Drugs undergo three different clinical stages during evaluation. Safety testing and dosage determination constitute the main objectives of Phase 1 drug trials. Phase 2 trials or extended Phase 1 implementation aim to assess drug efficacy and track effectiveness characteristics.
Phase 2 success leads to Phase 3 trials, which represent the final course of action before health authorities will provide their approval. Several studies evaluate the risk-benefit ratio in Phase 1 cancer trials. Studies show that the assessment of treatment success ranges between 3.8-13.2%, and adverse effects pose a risk between 10-19%. The scientific knowledge gained from testing patients serves as the ethical reason for their exposure to risk independent of any immediate benefits. The design of trials requires careful establishment, and ethical teams evaluate the research while patients give their consent before results are reported.

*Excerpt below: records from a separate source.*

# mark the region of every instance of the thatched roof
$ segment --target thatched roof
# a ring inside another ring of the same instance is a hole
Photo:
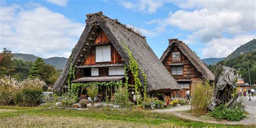
[[[169,45],[160,58],[160,60],[162,63],[164,63],[166,60],[166,57],[171,52],[174,46],[178,46],[178,48],[180,50],[181,52],[183,53],[187,58],[188,58],[196,68],[197,68],[205,78],[210,80],[214,80],[214,75],[207,68],[205,64],[200,59],[198,56],[193,52],[193,51],[185,43],[181,41],[179,41],[178,39],[170,39],[169,41]]]
[[[172,78],[157,56],[147,44],[145,37],[134,32],[125,25],[112,19],[103,15],[102,12],[86,15],[86,26],[77,44],[73,49],[68,63],[54,85],[53,90],[58,91],[66,85],[66,80],[70,70],[71,57],[72,63],[77,66],[81,64],[83,58],[86,57],[93,43],[97,33],[100,29],[103,30],[110,42],[126,64],[129,64],[129,57],[123,41],[132,52],[139,67],[147,76],[147,92],[170,91],[180,90],[180,86]],[[142,73],[139,77],[144,85]]]

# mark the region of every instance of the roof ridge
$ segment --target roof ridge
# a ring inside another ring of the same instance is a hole
[[[126,25],[125,24],[123,24],[121,23],[120,22],[119,22],[118,19],[112,19],[112,18],[111,18],[109,17],[106,16],[105,16],[104,15],[103,15],[103,12],[102,12],[102,11],[99,11],[98,12],[93,13],[93,14],[89,14],[86,15],[86,17],[87,17],[87,19],[91,17],[93,17],[93,16],[101,16],[104,17],[104,18],[109,19],[112,21],[114,23],[120,24],[120,25],[123,26],[126,29],[128,30],[128,31],[131,31],[131,32],[134,33],[135,35],[138,35],[139,37],[146,39],[146,37],[145,36],[141,35],[140,34],[138,33],[138,32],[136,32],[134,31],[133,31],[133,30],[132,30],[132,29],[127,27],[127,25]]]

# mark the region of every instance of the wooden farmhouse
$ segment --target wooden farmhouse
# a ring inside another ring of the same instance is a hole
[[[85,28],[55,84],[53,91],[61,91],[68,87],[69,72],[72,65],[75,66],[72,83],[118,80],[124,83],[124,66],[129,65],[130,60],[127,48],[141,69],[138,77],[142,88],[145,84],[143,73],[146,76],[147,93],[181,90],[180,86],[147,44],[145,37],[121,24],[117,19],[103,15],[102,12],[88,14],[86,17]],[[128,72],[128,77],[129,84],[134,84],[133,75],[131,72]],[[105,97],[114,93],[114,89],[100,87],[99,95]],[[134,94],[133,88],[129,88],[132,97]]]
[[[185,43],[178,39],[169,41],[160,60],[183,88],[173,92],[172,96],[184,97],[186,90],[193,96],[195,84],[204,79],[213,81],[214,75]]]

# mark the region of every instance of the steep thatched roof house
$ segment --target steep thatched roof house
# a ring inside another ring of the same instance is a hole
[[[193,92],[194,84],[199,80],[214,80],[214,75],[185,43],[178,39],[169,41],[160,60],[183,88],[182,92],[174,93],[175,96],[184,97],[187,89]]]
[[[129,64],[129,48],[147,79],[147,92],[180,90],[180,86],[165,69],[147,44],[145,37],[103,15],[86,15],[86,25],[53,86],[60,91],[67,85],[70,65],[75,65],[73,82],[109,82],[123,79],[124,65]],[[142,71],[138,77],[144,86]],[[129,79],[130,78],[129,78]],[[129,81],[134,83],[132,78]]]

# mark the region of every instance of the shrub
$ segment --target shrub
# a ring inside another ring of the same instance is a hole
[[[6,105],[12,103],[12,96],[17,86],[18,82],[10,76],[0,79],[0,105]]]
[[[232,108],[227,108],[224,105],[216,107],[211,116],[217,119],[229,121],[239,121],[246,117],[245,111],[242,107],[236,105]]]
[[[38,78],[27,79],[19,83],[14,95],[15,104],[22,106],[36,106],[43,97],[44,82]]]
[[[165,103],[164,102],[161,101],[160,100],[156,100],[154,102],[154,103],[156,104],[156,105],[160,105],[161,106],[164,105],[164,104]]]
[[[184,105],[186,104],[186,100],[185,99],[179,99],[178,100],[179,100],[179,102],[181,105]]]
[[[178,99],[175,99],[171,102],[171,104],[179,104],[179,100]]]
[[[87,91],[88,96],[91,97],[92,106],[93,106],[94,99],[98,95],[98,86],[97,86],[95,84],[92,84],[91,86],[87,87]]]
[[[87,99],[81,99],[79,101],[79,103],[81,105],[85,105],[89,103],[89,101]]]
[[[127,104],[129,103],[128,90],[125,87],[119,87],[114,93],[114,103]]]
[[[206,114],[207,106],[211,103],[213,87],[209,82],[197,84],[191,100],[192,113],[197,116]]]

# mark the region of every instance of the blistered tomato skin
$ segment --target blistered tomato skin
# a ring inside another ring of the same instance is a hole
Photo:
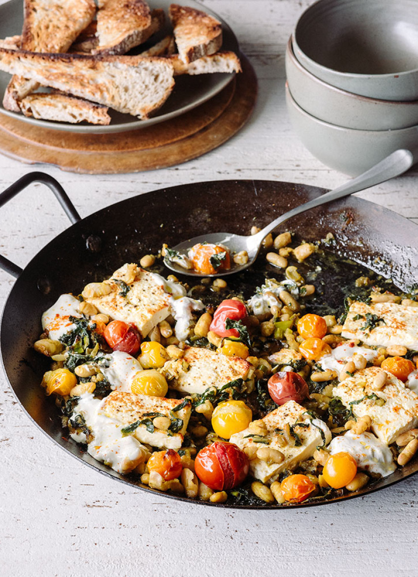
[[[209,330],[219,335],[219,336],[234,336],[238,338],[240,334],[236,329],[225,328],[226,319],[239,321],[247,316],[247,309],[243,302],[241,301],[234,301],[233,299],[226,299],[222,301],[215,311]]]
[[[330,487],[341,489],[354,479],[356,473],[356,459],[349,453],[341,451],[329,457],[322,474]]]
[[[159,473],[165,481],[177,479],[183,470],[181,458],[173,449],[152,453],[148,460],[147,466],[149,471],[156,471]]]
[[[415,370],[415,365],[412,361],[402,357],[388,357],[382,361],[380,366],[404,383],[408,380],[409,373]]]
[[[112,321],[103,334],[106,342],[114,351],[122,351],[135,355],[139,350],[141,338],[136,329],[123,321]]]
[[[327,323],[319,314],[304,314],[297,321],[297,332],[304,339],[322,339],[327,334]]]
[[[301,403],[309,396],[309,388],[305,380],[291,370],[275,373],[268,379],[267,387],[277,404],[284,404],[289,400]]]
[[[252,411],[242,400],[219,403],[212,415],[212,426],[217,435],[230,439],[247,429],[252,420]]]
[[[306,475],[289,475],[280,488],[286,501],[301,503],[315,490],[315,485]]]
[[[299,345],[299,352],[308,361],[318,361],[324,355],[331,354],[331,347],[323,340],[310,336]]]
[[[195,460],[199,479],[214,491],[228,490],[242,482],[248,474],[247,455],[232,443],[215,441],[204,447]]]
[[[214,265],[217,254],[221,255],[217,261],[219,266]],[[225,246],[219,245],[195,245],[189,252],[189,258],[196,272],[202,275],[214,275],[218,271],[229,271],[231,268],[229,252]]]

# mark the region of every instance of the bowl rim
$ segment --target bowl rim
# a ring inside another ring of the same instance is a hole
[[[383,130],[362,130],[361,129],[358,129],[358,128],[347,128],[346,126],[341,126],[338,124],[333,124],[331,122],[327,122],[324,120],[321,120],[320,118],[318,118],[316,116],[314,116],[313,114],[309,114],[308,112],[307,112],[306,110],[304,110],[304,108],[303,108],[297,103],[297,102],[295,100],[293,95],[292,95],[290,91],[290,89],[289,87],[289,83],[287,80],[286,81],[285,88],[286,95],[288,95],[290,99],[291,103],[294,106],[294,107],[296,108],[297,110],[298,110],[298,111],[300,111],[302,114],[304,115],[305,116],[308,117],[309,118],[313,119],[316,122],[318,123],[319,124],[323,124],[325,126],[329,127],[330,128],[337,129],[337,130],[344,130],[344,132],[349,131],[350,132],[357,133],[357,134],[362,133],[364,134],[368,134],[369,135],[371,135],[372,134],[376,135],[382,134],[385,134],[387,132],[390,132],[393,133],[394,133],[395,134],[400,134],[400,133],[404,131],[406,131],[406,130],[412,131],[413,129],[418,131],[418,124],[414,124],[412,126],[406,126],[406,128],[386,129]]]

Limited data exists on outcomes of new drug trials that occur after Phase 1, including Phase 1 dose expansion cohorts or typical Phase 2 investigations. Phase 2 clinical tests target participants who possess advanced-stage cancer, which proves unresponsive to standard-of-care treatments that patients received in Phase 1 testing. During Phase 2 research, all selected patients took drug doses that were expected to influence disease progression as the treatments elevated exposure to unwanted effects. Patients enrolled in Phase 2 trials will most probably receive medications with low success rates (7%-11% for cancer treatments and 16%-21% across all therapeutic areas), often failing to meet therapeutic standards.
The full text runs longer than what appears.